Teresa fijó la mirada en su cliente, aunque sin verla. Calculaba lo que podían dar de sí setecientos euros: doscientos cincuenta la compra del mes, otros trescientos el goteo diario del supermercado de barrio, ciento cincuenta para vestir a cuatro mujeres. Veamos, se podía ahorrar en comida, aun así hay otros gastos como bus y metro, cumpleaños, pagas de las chicas, peluquería… Muy justo, pero se podía. Ahora comprendía por qué las muchachas no se maquillaban o iban siempre en vaqueros y camisetas.
—¿Tienes coche?
—No, no tengo carné de conducir.
—Ésa no es una razón. Puedes sacarlo.
—No he tenido tiempo —eludió Valvanuz.
—No lo excuses, admite abiertamente que no te ha dado la oportunidad de hacerlo. Debes mentalizarte en que tu marido tiene mucha culpa de lo que ocurre, en todo momento ha buscado anularte.
—También es culpa mía, yo lo he permitido.
—Bueno, dejemos las cuentas en paz. El juez se encargará de averiguar los recursos de los que disponéis. No hemos hablado de la custodia de la menor: suelen obligar a fines de semana alternos y vacaciones por la mitad, si no plantean alguna alternativa los padres. ¿Cuántos años tiene?
—El mes pasado ha cumplido los dieciséis.

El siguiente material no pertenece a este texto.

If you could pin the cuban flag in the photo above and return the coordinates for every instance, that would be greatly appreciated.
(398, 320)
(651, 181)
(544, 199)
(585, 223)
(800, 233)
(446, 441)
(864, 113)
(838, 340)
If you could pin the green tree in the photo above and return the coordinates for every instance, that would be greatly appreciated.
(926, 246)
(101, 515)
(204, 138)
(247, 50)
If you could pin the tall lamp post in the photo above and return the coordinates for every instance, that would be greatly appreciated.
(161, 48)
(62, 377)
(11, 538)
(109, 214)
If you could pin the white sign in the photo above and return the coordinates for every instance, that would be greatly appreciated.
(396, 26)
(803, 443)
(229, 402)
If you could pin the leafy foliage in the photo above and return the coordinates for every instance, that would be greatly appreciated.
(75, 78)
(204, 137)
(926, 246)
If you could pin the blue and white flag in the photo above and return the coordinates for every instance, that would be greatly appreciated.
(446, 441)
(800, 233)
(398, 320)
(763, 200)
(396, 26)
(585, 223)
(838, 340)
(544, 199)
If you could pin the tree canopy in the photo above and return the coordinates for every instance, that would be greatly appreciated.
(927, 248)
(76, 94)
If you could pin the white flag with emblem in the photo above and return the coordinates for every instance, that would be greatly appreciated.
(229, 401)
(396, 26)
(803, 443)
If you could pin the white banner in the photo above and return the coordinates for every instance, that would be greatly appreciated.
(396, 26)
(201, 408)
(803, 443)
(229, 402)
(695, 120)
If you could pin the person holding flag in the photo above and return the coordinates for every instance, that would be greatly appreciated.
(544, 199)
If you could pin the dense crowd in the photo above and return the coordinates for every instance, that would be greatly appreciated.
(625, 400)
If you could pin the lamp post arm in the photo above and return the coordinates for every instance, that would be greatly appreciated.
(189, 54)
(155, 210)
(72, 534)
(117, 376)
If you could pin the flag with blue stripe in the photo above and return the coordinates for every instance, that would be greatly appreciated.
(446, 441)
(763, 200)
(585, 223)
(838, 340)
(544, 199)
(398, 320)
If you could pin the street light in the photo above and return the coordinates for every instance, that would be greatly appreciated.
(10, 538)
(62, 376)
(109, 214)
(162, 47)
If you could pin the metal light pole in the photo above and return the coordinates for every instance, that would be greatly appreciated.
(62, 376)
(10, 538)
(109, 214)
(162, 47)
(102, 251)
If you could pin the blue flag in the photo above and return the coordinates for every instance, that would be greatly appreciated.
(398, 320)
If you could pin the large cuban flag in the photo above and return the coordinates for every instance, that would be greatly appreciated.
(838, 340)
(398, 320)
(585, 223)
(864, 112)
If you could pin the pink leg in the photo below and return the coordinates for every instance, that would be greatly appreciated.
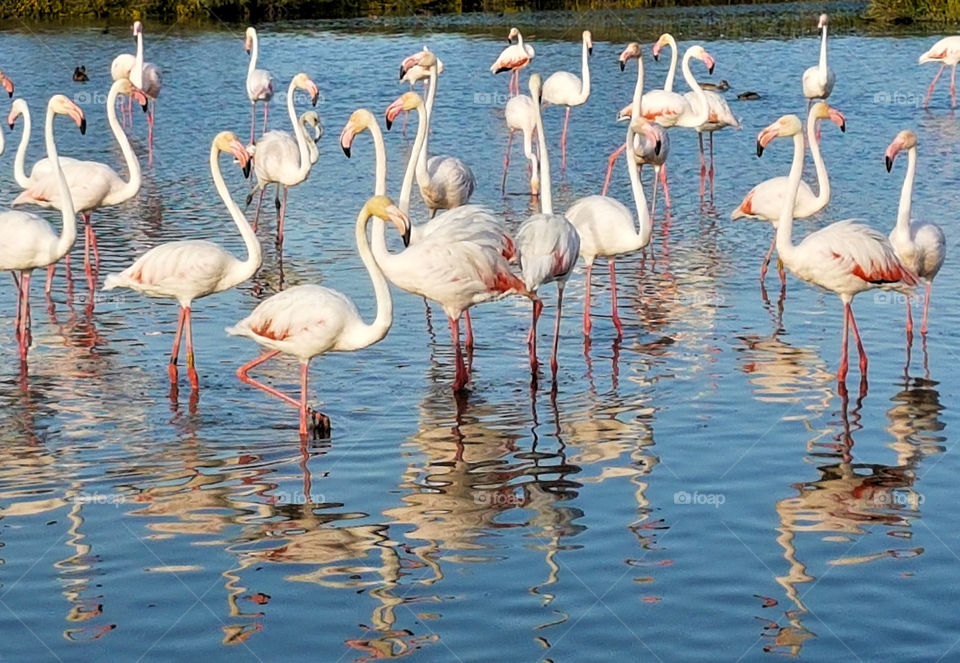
(175, 352)
(933, 84)
(586, 302)
(610, 162)
(556, 331)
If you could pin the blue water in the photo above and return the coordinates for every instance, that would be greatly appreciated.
(696, 491)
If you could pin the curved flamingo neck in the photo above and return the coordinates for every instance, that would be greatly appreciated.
(906, 192)
(241, 270)
(132, 186)
(668, 83)
(785, 223)
(19, 173)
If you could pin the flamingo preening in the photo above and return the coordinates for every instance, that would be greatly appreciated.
(921, 246)
(845, 257)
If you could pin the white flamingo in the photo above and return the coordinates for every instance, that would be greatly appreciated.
(309, 320)
(29, 240)
(947, 52)
(565, 89)
(921, 246)
(190, 269)
(282, 158)
(765, 201)
(548, 245)
(260, 83)
(92, 184)
(845, 257)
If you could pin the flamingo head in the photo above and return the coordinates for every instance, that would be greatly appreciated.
(788, 125)
(905, 140)
(384, 208)
(227, 141)
(7, 84)
(18, 108)
(630, 52)
(359, 121)
(60, 105)
(405, 102)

—En agosto. Por la edad se la debería dejar escoger con quién quiere vivir, pero eso ya se verá. Todo dependerá de cómo afronte tu marido el asunto.

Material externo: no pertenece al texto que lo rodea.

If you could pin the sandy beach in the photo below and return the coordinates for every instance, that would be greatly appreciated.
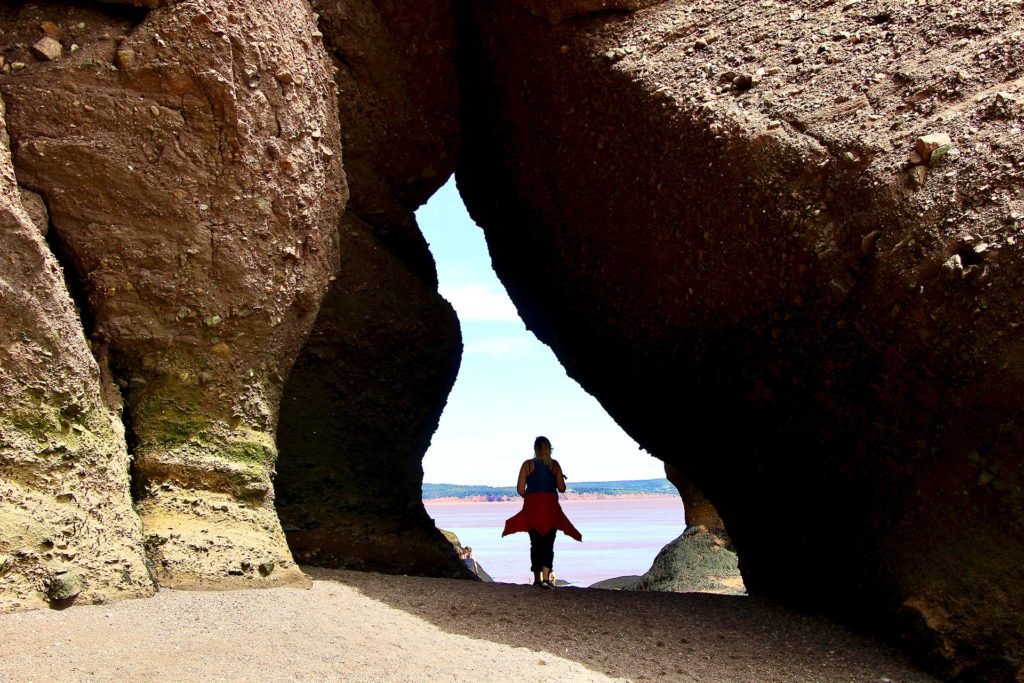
(366, 627)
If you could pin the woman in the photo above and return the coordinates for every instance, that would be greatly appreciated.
(540, 481)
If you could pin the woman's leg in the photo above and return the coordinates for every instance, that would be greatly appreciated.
(546, 553)
(536, 556)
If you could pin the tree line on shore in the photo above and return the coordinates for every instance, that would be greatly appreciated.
(479, 492)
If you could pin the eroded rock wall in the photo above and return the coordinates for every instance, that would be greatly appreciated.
(189, 159)
(368, 390)
(68, 530)
(712, 214)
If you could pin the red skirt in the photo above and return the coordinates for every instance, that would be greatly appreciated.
(541, 511)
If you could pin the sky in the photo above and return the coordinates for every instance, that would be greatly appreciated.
(510, 388)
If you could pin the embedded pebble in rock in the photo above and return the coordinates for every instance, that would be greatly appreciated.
(48, 49)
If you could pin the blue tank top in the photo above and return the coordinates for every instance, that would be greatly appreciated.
(542, 479)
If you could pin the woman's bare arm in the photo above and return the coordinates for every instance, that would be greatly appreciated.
(521, 484)
(559, 478)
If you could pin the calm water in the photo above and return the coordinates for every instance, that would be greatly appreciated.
(621, 537)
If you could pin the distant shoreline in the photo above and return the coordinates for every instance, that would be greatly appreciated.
(564, 497)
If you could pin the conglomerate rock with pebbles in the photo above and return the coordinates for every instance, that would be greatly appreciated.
(780, 243)
(67, 526)
(190, 162)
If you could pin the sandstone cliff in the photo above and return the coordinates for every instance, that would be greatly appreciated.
(732, 224)
(68, 530)
(779, 242)
(189, 159)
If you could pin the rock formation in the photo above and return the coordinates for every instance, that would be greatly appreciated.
(368, 390)
(189, 159)
(716, 215)
(779, 242)
(67, 527)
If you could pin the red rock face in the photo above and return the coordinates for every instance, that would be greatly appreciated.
(711, 213)
(189, 159)
(68, 531)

—Mal; piensa mal y acertarás.
—¿Otra mujer?
—No creo, aunque pasa muchas noches fuera de casa. Imagino que es por fastidiar, aunque reconozco que para mí es un alivio. —Y, mirando fijamente al frente, deseó—: Me gustaría que no volviera a entrar por la puerta de casa. No puedo más.

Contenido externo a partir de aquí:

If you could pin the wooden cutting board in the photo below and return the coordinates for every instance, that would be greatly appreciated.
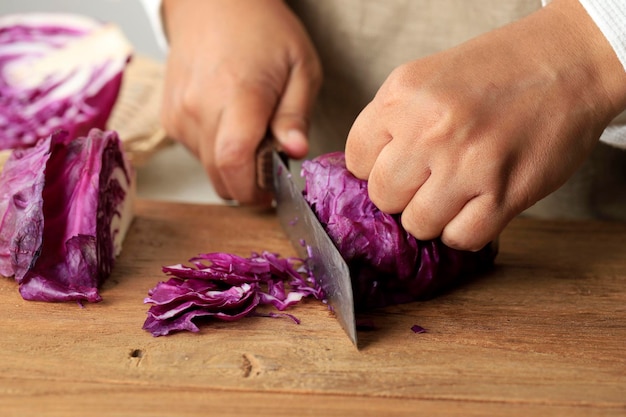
(544, 333)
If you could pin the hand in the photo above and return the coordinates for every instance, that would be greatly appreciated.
(235, 69)
(462, 141)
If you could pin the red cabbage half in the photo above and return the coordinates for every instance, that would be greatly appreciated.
(387, 264)
(57, 71)
(65, 206)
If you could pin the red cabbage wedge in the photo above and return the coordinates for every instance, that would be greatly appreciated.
(65, 206)
(387, 265)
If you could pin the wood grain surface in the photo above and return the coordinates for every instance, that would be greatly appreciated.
(544, 333)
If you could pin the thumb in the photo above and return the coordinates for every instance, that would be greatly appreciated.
(290, 123)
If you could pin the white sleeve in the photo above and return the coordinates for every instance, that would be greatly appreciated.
(610, 17)
(153, 11)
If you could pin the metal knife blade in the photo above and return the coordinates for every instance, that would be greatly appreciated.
(311, 242)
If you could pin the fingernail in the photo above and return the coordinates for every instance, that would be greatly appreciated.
(295, 137)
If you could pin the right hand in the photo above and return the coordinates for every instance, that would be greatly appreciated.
(235, 69)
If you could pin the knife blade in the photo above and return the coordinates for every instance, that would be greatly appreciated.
(309, 239)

Las lágrimas brotaron, involuntarias e indisciplinadas, y bañaron las mejillas de Valvanuz.
—Y así será —prometió Teresa, que alargó otro pañuelo—. Sólo te pido que no te eches atrás, la batalla será dura pero merecerá la pena. Estás en tu derecho a vivir con dignidad, a ser libre, estamos en el dos mil diez, por Dios.
Esto último se lo dijo a sí misma más que a Valvanuz; necesitaba recordar la fecha para asegurarse que no había retrocedido en el tiempo. Si lo analizaba fríamente, la mujer llevaba emancipada solamente un siglo, frente a siglos de historia y, si lo comparaba con el volumen de población mundial, eran muy pocas las que de verdad gozaban de esa emancipación. América del Sur, África y Asia enterraban a la mujer bajo costumbres y religiones involucionistas.
—No hemos hablado de los honorarios —apuntó Valvanuz, sacándola de su ensimismamiento otra vez.
—Por eso no te preocupes, si el asunto va bien, cobro; si no, no cobro, eso es lo de menos. Lo que sí se deberá abonar es el gasto de las gestiones. Eso no depende de mí, pero no te agobies. Hay soluciones para todo. Has dado el primer paso, sigue adelante, por favor, por duro que sea.
Valvanuz sonrió con dulzura y tristeza, para trocar esa sonrisa en un gesto de determinación, de entereza.
—Si comienzo, no habrá marcha atrás. Lo que más sentiría es perder a mis hijas.
—Habla con ellas, pero recuerda que los jóvenes son egoístas y sólo mirarán por ellos. Son casi adultas, mira por ti. Tarde o temprano, reconocerán tu postura, admitirán lo que estaba sucediendo, son mujeres.
—Lo enuncias como si la palabra mujer lo dijera todo —señaló Valvanuz con un poco de amargura.
—Porque así es. Ellas mismas se enfrentarán a cantidad de situaciones injustas relacionadas con su condición de mujer y se acordarán de ti: ¿valiente o cobarde? Eso está en tu mano.
—Está bien. Vamos a ello —decidió inopinadamente Valvanuz—, si le doy más vueltas, no reuniré el valor. Presenta la demanda y que sea lo que Dios quiera —dijo y alargó una mano que estrechó inmediatamente Teresa.
—No te arrepentirás. En los momentos más duros, más angustiosos, concéntrate en tu nueva vida, en lo que deseas hacer, y recupera tus ilusiones —le aconsejó de corazón.